Buster Posey is on a power surge. Just one week after Doug embarrassed himself and this website by asking where Posey’s power went, the dingers came back. He has seven, which means he’s more than doubled his total from the entire second half last year. This is a welcome development.
Posey is also hitting .375, and while some of that is due to him finding holes and getting fortunate (it’s hard for a slow catcher to have a .376 batting average on balls in play, which explains why his career BABIP is .324), it’s also because he’s been the Giants’ best hitter. He’s walked more than he’s struck out. He’s hitting for average. He’s hitting for power. All systems go.

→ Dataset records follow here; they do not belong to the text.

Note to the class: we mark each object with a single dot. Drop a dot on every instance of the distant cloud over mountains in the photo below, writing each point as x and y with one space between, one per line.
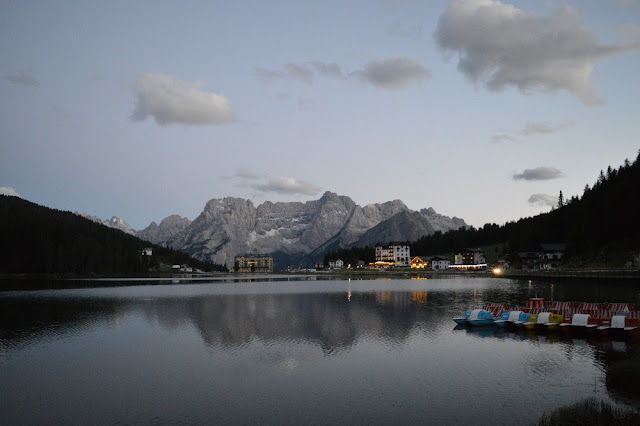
532 128
279 185
392 73
169 100
23 79
499 45
539 173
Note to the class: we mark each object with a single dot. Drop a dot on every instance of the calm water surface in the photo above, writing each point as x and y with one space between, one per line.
307 351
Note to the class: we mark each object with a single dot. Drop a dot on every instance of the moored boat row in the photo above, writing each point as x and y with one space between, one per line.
612 319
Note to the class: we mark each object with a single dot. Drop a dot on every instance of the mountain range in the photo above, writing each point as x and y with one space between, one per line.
295 233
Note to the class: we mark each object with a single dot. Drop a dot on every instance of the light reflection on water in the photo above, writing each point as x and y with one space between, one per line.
291 351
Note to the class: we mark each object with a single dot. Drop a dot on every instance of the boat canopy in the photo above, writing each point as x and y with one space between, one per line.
580 319
477 314
617 321
514 315
543 317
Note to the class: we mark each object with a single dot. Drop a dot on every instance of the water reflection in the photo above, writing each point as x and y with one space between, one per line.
283 352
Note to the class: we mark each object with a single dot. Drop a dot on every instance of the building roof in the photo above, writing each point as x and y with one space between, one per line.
553 246
438 258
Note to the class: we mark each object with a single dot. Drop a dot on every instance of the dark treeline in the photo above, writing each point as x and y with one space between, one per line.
37 239
601 226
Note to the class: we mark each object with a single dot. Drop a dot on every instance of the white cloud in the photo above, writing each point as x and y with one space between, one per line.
544 128
23 78
7 190
304 71
170 100
543 200
243 173
287 185
410 32
503 137
393 73
500 45
532 128
539 173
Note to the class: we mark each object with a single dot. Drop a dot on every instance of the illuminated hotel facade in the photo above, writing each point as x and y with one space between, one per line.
393 255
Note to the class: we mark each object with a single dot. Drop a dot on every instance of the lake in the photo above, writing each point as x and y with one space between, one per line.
284 350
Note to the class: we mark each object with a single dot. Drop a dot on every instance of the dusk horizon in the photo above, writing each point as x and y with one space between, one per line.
482 110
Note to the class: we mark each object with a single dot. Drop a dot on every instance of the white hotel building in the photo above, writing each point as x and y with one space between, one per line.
394 254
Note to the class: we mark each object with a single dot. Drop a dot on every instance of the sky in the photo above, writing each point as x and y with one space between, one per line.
484 110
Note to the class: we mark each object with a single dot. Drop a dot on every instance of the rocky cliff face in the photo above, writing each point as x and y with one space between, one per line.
303 231
405 226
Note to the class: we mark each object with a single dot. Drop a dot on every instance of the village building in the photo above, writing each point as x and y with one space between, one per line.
253 263
470 259
393 255
336 264
440 263
420 262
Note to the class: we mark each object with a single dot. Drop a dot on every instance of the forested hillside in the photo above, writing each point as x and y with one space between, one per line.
37 239
601 227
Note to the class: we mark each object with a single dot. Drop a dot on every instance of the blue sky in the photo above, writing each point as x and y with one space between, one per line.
480 109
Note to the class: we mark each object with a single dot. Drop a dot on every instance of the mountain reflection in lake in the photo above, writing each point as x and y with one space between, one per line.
383 351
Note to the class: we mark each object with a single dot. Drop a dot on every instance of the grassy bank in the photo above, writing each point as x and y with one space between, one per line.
591 412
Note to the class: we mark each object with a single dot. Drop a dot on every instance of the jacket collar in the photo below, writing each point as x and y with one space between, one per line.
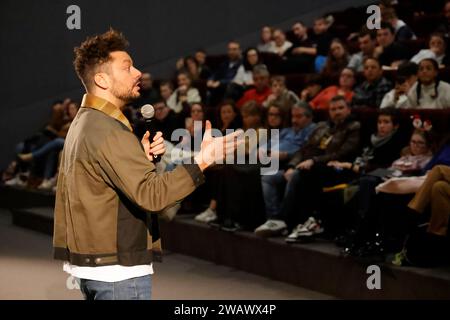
94 102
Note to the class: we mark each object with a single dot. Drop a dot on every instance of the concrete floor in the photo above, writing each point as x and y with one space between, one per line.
27 271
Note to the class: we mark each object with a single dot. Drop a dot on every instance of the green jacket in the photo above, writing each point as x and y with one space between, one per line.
108 192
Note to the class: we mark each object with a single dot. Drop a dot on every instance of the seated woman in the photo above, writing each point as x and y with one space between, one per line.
337 60
345 88
429 92
436 50
187 147
276 117
228 118
370 229
266 39
281 95
240 202
243 79
429 247
44 157
184 95
381 151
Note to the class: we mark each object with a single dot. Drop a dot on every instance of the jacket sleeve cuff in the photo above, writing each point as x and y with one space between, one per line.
194 171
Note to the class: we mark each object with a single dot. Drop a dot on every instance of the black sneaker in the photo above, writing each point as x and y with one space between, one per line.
230 226
216 223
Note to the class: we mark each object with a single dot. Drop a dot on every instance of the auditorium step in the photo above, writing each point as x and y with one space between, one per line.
316 266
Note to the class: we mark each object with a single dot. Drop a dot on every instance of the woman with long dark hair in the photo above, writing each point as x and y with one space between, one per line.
429 92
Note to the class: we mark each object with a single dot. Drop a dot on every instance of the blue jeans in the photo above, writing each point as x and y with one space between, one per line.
139 288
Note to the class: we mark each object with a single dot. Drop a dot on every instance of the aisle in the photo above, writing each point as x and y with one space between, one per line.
28 272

Except at the risk of being a drag, Baseball-Reference quantified something that a lot of us have noticed, and it’s not our minds playing tricks on us:
Buster Posey has hit 7 HRs and 11 RBIs, a ratio of 1.57 RBIs to HRs. The last time someone had a ratio that low over a full season was 1884 pic.twitter.com/ITnbLtKKis— Baseball Reference (@baseball_ref) May 16, 2017
This is absolutely impressive, just from a probability standpoint. You must be thinking that it’s Posey’s inability to hit with runners in scoring position, but that’s not it. He’s 6-for-22, which is good for a .273 average. That’s a hit away from hitting .318, and it’s not like one more hit with runners in scoring position would have made this post obsolete. Seven homers and 13 RBI is still weird.
So what’s the culprit? Baseball-Reference notes that the average MLB player with 124 plate appearances has just 14 RBI, so it’s here that we should remember Posey missed a little time, which certainly affects the raw totals. They also track the average numbers of runners on base for an MLB hitter with that many PA, and Posey’s a little under the norm. With 124 PA, a hitter should come up with 74 runners on base — 37 on first, 23 on second, and 12 on third. Posey has come with 68 runners, with 39 of them on first, 20 of them on second, and just nine on third. So he’s a little behind the average.

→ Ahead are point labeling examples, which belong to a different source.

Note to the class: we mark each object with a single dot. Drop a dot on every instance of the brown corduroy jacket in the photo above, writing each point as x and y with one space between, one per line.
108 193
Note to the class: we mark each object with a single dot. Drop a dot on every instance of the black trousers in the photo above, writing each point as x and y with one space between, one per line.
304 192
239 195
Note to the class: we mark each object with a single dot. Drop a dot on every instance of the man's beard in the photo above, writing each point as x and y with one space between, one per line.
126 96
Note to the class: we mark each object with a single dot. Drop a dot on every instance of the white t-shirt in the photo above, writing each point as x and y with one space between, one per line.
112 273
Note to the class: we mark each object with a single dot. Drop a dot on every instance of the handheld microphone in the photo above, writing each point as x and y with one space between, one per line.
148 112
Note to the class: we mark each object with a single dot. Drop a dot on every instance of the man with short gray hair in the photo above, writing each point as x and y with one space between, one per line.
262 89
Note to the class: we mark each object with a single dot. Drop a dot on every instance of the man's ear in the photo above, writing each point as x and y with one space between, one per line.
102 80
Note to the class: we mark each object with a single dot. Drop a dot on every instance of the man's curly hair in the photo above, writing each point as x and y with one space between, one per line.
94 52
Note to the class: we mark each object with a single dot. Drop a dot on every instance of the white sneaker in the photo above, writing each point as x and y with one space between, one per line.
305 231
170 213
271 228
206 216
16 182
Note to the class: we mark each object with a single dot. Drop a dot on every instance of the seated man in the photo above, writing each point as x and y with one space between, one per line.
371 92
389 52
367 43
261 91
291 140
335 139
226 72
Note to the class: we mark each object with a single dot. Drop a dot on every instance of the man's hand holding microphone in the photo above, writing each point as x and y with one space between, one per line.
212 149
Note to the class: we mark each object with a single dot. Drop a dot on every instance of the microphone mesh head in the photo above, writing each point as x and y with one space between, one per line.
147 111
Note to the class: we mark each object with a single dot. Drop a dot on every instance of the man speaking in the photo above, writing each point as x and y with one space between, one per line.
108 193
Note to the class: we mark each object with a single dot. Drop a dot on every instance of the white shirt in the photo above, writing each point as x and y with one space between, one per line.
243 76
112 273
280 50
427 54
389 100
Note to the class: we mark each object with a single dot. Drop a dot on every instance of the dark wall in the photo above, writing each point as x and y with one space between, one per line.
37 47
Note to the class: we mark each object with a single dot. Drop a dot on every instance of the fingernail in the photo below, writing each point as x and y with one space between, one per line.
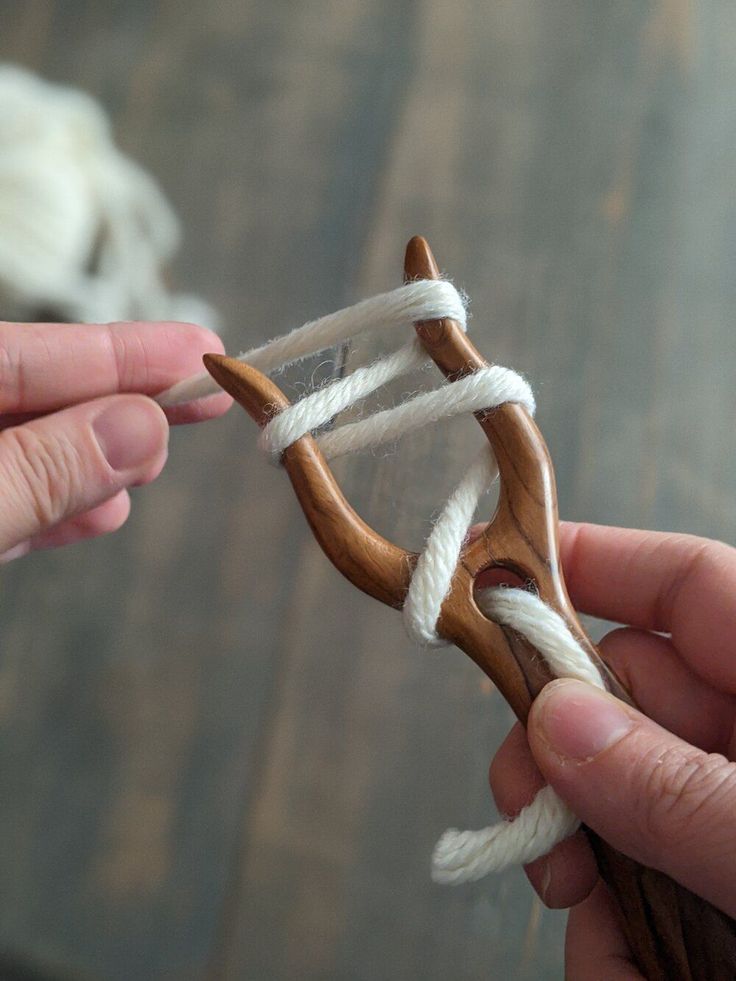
577 721
131 433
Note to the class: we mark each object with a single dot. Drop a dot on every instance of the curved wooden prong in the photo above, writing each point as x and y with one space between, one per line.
367 559
523 534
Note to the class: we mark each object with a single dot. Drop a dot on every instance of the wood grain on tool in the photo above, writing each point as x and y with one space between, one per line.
674 935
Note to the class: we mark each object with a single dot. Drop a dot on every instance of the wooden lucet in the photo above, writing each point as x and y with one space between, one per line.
674 935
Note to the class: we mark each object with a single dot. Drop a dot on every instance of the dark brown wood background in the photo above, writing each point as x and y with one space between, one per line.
217 761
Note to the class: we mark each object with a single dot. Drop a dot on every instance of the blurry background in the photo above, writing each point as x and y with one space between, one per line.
217 759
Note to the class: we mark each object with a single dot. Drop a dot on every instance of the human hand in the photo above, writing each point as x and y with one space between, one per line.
71 438
661 791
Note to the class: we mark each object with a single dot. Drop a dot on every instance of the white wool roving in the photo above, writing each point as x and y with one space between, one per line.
86 232
460 856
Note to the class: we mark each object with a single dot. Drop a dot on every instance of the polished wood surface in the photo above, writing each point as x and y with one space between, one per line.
218 759
673 934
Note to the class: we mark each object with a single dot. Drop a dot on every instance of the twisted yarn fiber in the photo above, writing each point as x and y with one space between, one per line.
459 856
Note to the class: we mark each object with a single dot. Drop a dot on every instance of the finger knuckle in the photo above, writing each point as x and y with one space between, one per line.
11 372
683 792
44 472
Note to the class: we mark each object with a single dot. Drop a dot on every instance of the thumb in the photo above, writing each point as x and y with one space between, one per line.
646 792
63 464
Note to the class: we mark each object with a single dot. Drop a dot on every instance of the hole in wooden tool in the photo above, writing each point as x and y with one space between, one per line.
500 575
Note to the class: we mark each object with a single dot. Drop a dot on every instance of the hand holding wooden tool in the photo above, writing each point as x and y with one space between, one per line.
674 935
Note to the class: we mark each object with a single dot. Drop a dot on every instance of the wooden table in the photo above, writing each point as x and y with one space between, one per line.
209 772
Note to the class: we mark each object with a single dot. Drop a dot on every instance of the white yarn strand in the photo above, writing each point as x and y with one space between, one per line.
460 856
426 299
486 388
463 856
433 573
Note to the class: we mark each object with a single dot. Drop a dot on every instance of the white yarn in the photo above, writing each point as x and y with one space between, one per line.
86 232
459 856
425 299
463 856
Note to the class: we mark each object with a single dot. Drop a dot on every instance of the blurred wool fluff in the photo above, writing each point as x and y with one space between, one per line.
85 233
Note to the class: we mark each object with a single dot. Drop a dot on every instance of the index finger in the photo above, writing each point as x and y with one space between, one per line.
672 583
44 367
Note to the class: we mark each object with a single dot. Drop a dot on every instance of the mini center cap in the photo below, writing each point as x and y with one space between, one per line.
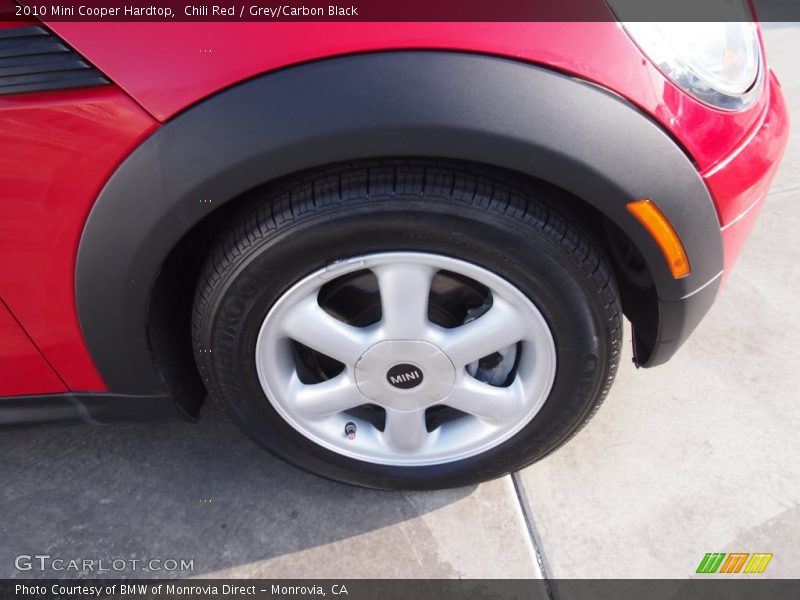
405 374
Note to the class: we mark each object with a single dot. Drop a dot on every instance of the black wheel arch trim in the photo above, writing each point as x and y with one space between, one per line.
470 107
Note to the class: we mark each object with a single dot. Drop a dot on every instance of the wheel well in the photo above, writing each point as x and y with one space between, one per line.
172 295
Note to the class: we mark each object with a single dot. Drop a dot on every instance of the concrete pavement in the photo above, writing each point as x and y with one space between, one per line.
700 455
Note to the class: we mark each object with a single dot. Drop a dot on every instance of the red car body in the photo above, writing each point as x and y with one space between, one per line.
58 149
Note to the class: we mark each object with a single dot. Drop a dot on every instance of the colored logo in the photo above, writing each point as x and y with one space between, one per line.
716 562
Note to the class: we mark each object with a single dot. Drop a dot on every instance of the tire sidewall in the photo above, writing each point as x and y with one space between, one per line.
525 255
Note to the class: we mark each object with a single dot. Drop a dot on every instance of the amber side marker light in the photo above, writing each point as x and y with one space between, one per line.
662 232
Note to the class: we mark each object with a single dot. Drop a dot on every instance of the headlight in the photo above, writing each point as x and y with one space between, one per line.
718 63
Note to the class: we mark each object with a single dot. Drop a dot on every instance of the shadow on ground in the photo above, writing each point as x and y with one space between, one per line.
202 492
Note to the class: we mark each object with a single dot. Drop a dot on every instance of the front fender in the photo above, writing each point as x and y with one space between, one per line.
472 107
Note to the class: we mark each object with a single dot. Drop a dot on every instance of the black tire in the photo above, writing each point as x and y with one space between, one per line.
478 215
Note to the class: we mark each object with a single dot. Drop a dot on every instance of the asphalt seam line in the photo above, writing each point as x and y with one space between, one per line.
536 541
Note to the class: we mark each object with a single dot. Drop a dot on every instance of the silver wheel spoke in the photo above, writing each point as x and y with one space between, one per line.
404 363
405 431
310 325
500 326
326 398
404 289
490 403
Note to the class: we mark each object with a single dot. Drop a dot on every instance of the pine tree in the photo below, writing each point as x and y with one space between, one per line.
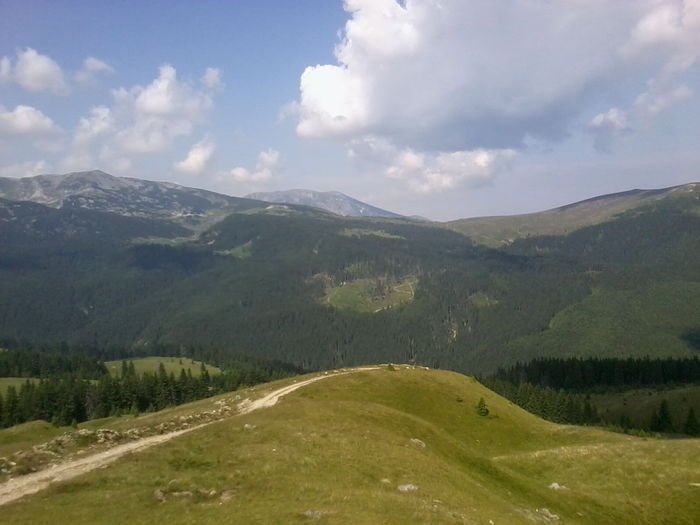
691 426
661 421
481 408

Except these averages are for all major leaguers, not cleanup hitters. Carlos Correa has hit cleanup for most of the year with the Astros, and even though he’s had just 31 more plate appearances than Posey, he’s come up with an extra 29 runners on base. Eric Hosmer has been hitting cleanup for the Royals, which is one of the only teams that can match the Giants’ struggles, and even he’s come up with an extra 31 baserunners, despite just a couple dozen more plate appearances.
No surprises, then. Posey missed a week, and he’s also come up with fewer baserunners. This is a fluke, and let Anthony Rendon tell you about how it can take a single game to make that ol’ RBI total look a lot more promising.
Mostly, your job is twofold: First, remember this the next time someone introduces RBI as evidence of a player’s worth. It’s not a good individual stat because it relies too much on circumstances and team strength. Eduardo Nuñez has more RBI than Posey even though he hasn’t hit a home run and has struggled for most of the season. This is not because Nuñez has been the better hitter.
Second, laugh at the quirkiness before it goes away. Because it will go away. If Posey continues to crush the ball (he’s sixth in the NL in OPS, just ahead of Paul Goldschmidt), more runs will follow. He’s the cleanup hitter, dang it. Denard Span looks rejuvenated. Joe Panik isn’t having an uncharacteristic season, and we call agree that Brandon Belt is a walking fool. Posey should have plenty of runners for future plate appearances. Maybe even when he hits one over the fence.
Until then, look at this freaky ratio. Seven homers. 11 RBI. What a weird season this has been on multiple levels.